By the quotient rule, $\phi'(z) = \dfrac{1-\bar{a}z + \bar{a}(z-a)}{(1-\bar{a}z)^2} = \dfrac{1 - \bar{a}a}{(1-\bar{a}z)^2}$, and therefore $$|\phi'(z)|^2 = \phi'(z)\overline{\phi'(z)} = \frac{(1 - \bar{a}a)^2}{(1-\bar{a}z)^2(1-a\bar{z})^2} = \frac{(1 - \bar{a}a)^2}{(1-2\text{re}(\bar{a}z) + \bar{a}a\bar{z}z)^2}.$$ So we want to evaluate \(\displaystyle \frac1\pi \iint_{\Bbb D}\frac{(1 - \bar{a}a)^2}{(1-2\text{re}(\bar{a}z) + \bar{a}a\bar{z}z)^2}\,dA\), where $A$ denotes area measure. The substitution $z\mapsto e^{i\arg a}z$ leaves the integral unchanged (it just represents a rotation of the disc, which preserves the measure), and has the effect of replacing $a$ by $|a|$. For the rest of the proof I will write $a$ instead of $|a|$, so that $a$ is real, positive, and less than $1$.

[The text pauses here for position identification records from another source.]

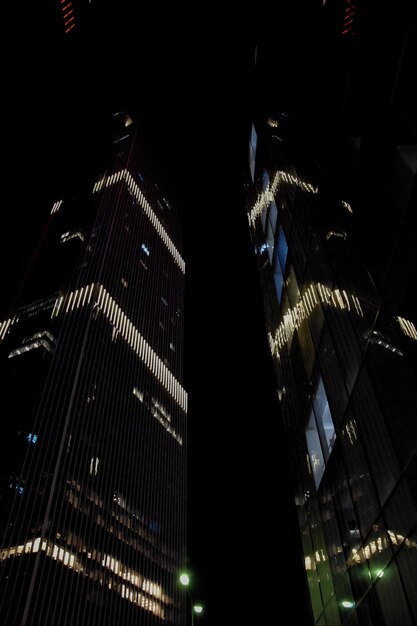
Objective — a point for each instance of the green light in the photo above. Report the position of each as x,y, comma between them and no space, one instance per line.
185,579
348,604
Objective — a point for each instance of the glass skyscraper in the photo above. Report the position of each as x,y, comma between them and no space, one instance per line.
93,463
334,237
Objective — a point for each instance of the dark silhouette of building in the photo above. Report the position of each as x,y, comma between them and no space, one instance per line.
332,208
93,462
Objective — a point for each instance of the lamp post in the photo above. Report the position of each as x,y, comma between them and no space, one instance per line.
195,608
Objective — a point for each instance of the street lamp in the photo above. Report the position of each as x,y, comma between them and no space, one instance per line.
195,608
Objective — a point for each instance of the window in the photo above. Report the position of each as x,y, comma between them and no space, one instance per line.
252,151
320,434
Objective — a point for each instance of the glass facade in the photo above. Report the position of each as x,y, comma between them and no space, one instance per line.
94,471
347,378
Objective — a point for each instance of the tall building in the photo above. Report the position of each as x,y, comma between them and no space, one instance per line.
332,214
93,465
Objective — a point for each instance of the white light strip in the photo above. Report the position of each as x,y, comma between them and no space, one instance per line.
294,317
160,414
56,206
123,326
138,195
132,591
267,196
4,327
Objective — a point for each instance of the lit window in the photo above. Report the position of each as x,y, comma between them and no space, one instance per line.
138,393
32,438
43,339
320,434
94,463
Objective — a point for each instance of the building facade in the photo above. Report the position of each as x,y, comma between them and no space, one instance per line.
94,471
338,281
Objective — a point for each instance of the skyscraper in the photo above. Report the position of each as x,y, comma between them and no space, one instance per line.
332,213
94,434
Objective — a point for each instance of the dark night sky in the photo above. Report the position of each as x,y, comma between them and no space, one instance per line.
186,78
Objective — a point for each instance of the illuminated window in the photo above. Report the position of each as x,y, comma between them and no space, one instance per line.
32,438
252,151
320,434
94,463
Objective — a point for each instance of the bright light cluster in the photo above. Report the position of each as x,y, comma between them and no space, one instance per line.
131,591
407,327
128,332
293,319
134,189
267,196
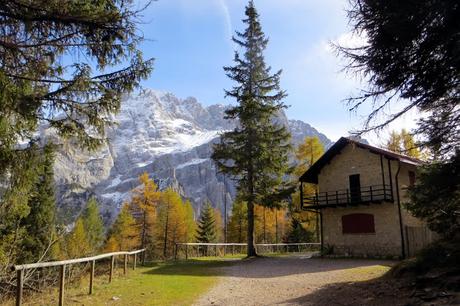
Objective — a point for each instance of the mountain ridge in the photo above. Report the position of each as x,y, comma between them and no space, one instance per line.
156,132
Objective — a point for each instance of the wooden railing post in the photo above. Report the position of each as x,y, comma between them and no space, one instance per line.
125,267
112,263
61,286
19,286
91,276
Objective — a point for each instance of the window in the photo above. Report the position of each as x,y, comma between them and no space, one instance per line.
411,178
358,224
355,188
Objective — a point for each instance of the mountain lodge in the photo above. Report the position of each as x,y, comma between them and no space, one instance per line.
360,191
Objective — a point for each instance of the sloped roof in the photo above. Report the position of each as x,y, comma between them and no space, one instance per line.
311,175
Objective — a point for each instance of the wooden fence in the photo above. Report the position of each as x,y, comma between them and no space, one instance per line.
62,264
222,249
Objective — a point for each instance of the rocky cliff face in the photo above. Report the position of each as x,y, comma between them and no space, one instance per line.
169,138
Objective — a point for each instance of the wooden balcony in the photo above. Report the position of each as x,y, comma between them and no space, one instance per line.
342,198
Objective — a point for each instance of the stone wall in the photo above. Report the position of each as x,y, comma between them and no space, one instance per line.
386,241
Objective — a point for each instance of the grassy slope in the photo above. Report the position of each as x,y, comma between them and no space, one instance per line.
178,283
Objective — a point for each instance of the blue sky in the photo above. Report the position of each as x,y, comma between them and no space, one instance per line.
190,40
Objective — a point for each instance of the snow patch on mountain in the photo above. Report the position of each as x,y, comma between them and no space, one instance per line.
169,138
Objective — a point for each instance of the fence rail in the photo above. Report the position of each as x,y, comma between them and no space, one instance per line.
63,263
222,249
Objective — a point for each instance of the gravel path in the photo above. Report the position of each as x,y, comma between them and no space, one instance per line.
301,281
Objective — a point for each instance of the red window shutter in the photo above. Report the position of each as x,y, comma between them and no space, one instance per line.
411,178
358,224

Next, write the integral on terms of polar coordinates as $$ \frac{(1 - a^2)^2}\pi \iint_{\Bbb D}\frac{1}{(1-2a\,\text{re}(z) + a^2\bar{z}z)^2}\,dA = \frac{(1 - a^2)^2}\pi \int_0^1\int_0^{2\pi}\frac{1}{(1-2ar\cos\theta + a^2r^2)^2}\,r\,d\theta \,dr.$$ Taking the theta integral first, substitute $w = e^{i\theta}$ to get $$ \begin{aligned}\int_0^{2\pi}\frac{1}{(1-2ar\cos\theta + a^2r^2)^2}\,d\theta &= \oint_{\partial\Bbb D}\frac1{\bigl((1+a^2r^2) - ar(w+w^{-1})\bigr)^2}\frac{dw}{iw} \\ &= \oint_{\partial\Bbb D}\frac{-iw}{(arw^2 - (1+a^2r^2)w + ar)^2}dw \\ &= \oint_{\partial\Bbb D}\frac{-iw}{a^2r^2(w - ar)^2\bigl(w - \frac1{ar}\bigr)^2}dw. \end{aligned} $$ By the Cauchy Integral Formula (and the fact that $ar$ lies inside $\Bbb D$), that last integral is equal to $$ \begin{aligned}\frac{2\pi i}{a^2r^2}\frac d{dw}\biggl(\frac{-iw}{(w - \frac1{ar})^2}\biggr)\bigg|_{w=ar} &= \frac{2\pi}{a^2r^2}\frac{(w - \frac1{ar})^2 - 2ar(w - \frac1{ar})}{(w - \frac1{ar})^4}\bigg|_{w=ar} \\ &= \frac{2\pi}{a^2r^2}\frac{ar - \frac1{ar} - 2ar}{(ar - \frac1{ar})^3} \\ &= \frac{2\pi(1 + a^2r^2)}{(1 - a^2r^2)^3}.\end{aligned}$$ Now plug that into the $r$-integral and then make the substitution $s = a^2r^2$, to get $$ \begin{aligned} \frac1\pi \iint_{\Bbb D}\frac{(1 - \bar{a}a)^2}{(1-2\text{re}(\bar{a}z) + \bar{a}a\bar{z}z)^2}\,dA &= \frac{(1 - a^2)^2}\pi \int_0^1\frac{2\pi r(1+a^2r^2)}{(1 - a^2r^2)^3}dr \\ &= \frac{(1 - a^2)^2}{a^2}\int_0^{a^2}\frac{1+s}{(1-s)^3}ds \\ &= \frac{(1 - a^2)^2}{a^2}\int_0^{a^2}\biggl(\frac2{(1-s)^3} - \frac1{(1-s)^2} \biggr)ds \\ &= \frac{(1 - a^2)^2}{a^2}\biggl[\frac1{(1-s)^2} - \frac1{1-s}\biggr]_0^{a^2} \\ &= \frac{(1 - a^2)^2}{a^2}\frac{a^2}{(1 - a^2)^2} \\ &= \large 1 \quad! \end{aligned}$$

Edit. Euge has pointed out that my solution does not work when $a=0$. To deal with that case, note that the function then becomes $\phi(z) = z$. So $\phi'(z)$ is the constant $1$, and the average value of its square over $\Bbb D$ is also $1$. Thus the result \(\displaystyle \frac{1}{\pi}\iint_{\Bbb D} |\phi'(x + yi)|^2\, dx\, dy = 1\) still holds in that case.
 

FAQ: What is the Average Value of |dφ/dz|^2 over the Open Unit Disk?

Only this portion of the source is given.